A elasticsearch char filter for dividing multi-language to different fields.
Some analyzers of Elasticsearch are based on language such as english analyzer. They tokenize documents into terms according to the specific grammars.
However, the analyzers will not bypass the foreign language. When tacking multi-language documents, there is a recommaned solution that creating sub-fields which use the special analyzer depending on its language. The foreign lanuage would impact the accurate and efficiency of search.
For instance,
POST _analyze
{
"analyzer": "english",
"text": "We are going to meet at 中山路."
}
The generated terms are,
[ "we", "go", "meet", "中", "山", "路" ]
"中山路" is actually a road name and it is divided into independent charaters.

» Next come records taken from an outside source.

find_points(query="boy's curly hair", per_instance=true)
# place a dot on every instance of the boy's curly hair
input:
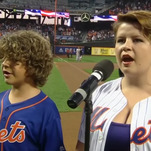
(32, 49)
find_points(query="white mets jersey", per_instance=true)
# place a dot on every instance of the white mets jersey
(108, 100)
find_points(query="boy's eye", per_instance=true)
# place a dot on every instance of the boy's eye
(137, 40)
(120, 40)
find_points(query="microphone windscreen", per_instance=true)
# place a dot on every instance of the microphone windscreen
(106, 67)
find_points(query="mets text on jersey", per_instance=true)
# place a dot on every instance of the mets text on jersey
(12, 136)
(140, 136)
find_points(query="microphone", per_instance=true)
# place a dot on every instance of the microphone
(100, 72)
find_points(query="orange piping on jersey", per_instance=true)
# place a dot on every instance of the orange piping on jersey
(2, 105)
(23, 109)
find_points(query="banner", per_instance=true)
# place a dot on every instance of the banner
(63, 49)
(102, 51)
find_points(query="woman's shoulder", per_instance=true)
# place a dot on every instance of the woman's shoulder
(110, 85)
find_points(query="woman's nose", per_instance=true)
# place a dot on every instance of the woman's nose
(5, 63)
(127, 45)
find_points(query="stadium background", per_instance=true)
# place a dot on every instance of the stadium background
(62, 22)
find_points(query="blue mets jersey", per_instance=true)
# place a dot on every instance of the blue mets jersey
(32, 125)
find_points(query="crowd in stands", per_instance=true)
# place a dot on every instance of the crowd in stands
(93, 35)
(123, 6)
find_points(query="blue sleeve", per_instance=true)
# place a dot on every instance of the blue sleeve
(52, 137)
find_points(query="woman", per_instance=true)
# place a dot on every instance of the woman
(121, 118)
(29, 119)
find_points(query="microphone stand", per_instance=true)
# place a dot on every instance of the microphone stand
(88, 111)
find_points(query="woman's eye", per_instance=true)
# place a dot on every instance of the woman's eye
(120, 40)
(137, 40)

If we switch to Chinese analyzer, for instance, IK, it tokenizes Chinese characters correctly but keep English words,
POST _analyze
{
"analyzer": "ik_smart",
"text": "We are going to meet at 中山路."
}
The generated terms are,
["we", "going", "meet", "中山路"]
This time, Chinese characters tokenized correctly, but it also kept English word.
Both of these cases will leed to search issues because the matching score covers all the fields. This char filter is aiming at filtering languages to make one filed only storing one language terms.
- Download released zip file from: https://github.com/stormisover/es-language-char-filter/releases/download/0.1/language-char-filter-0.1.zip
- Unzip to elasticsearch/plugin/language-char-filter
- Restart elasticsearch
Define your char filter
"char_filter": {
"language_char_filter" : {
"type": "language_char_filter",
"lang": "EN"
}
}
The paramter lang
is used to assign that which language should be filtered. The valid value is,
- zh-CN
- EN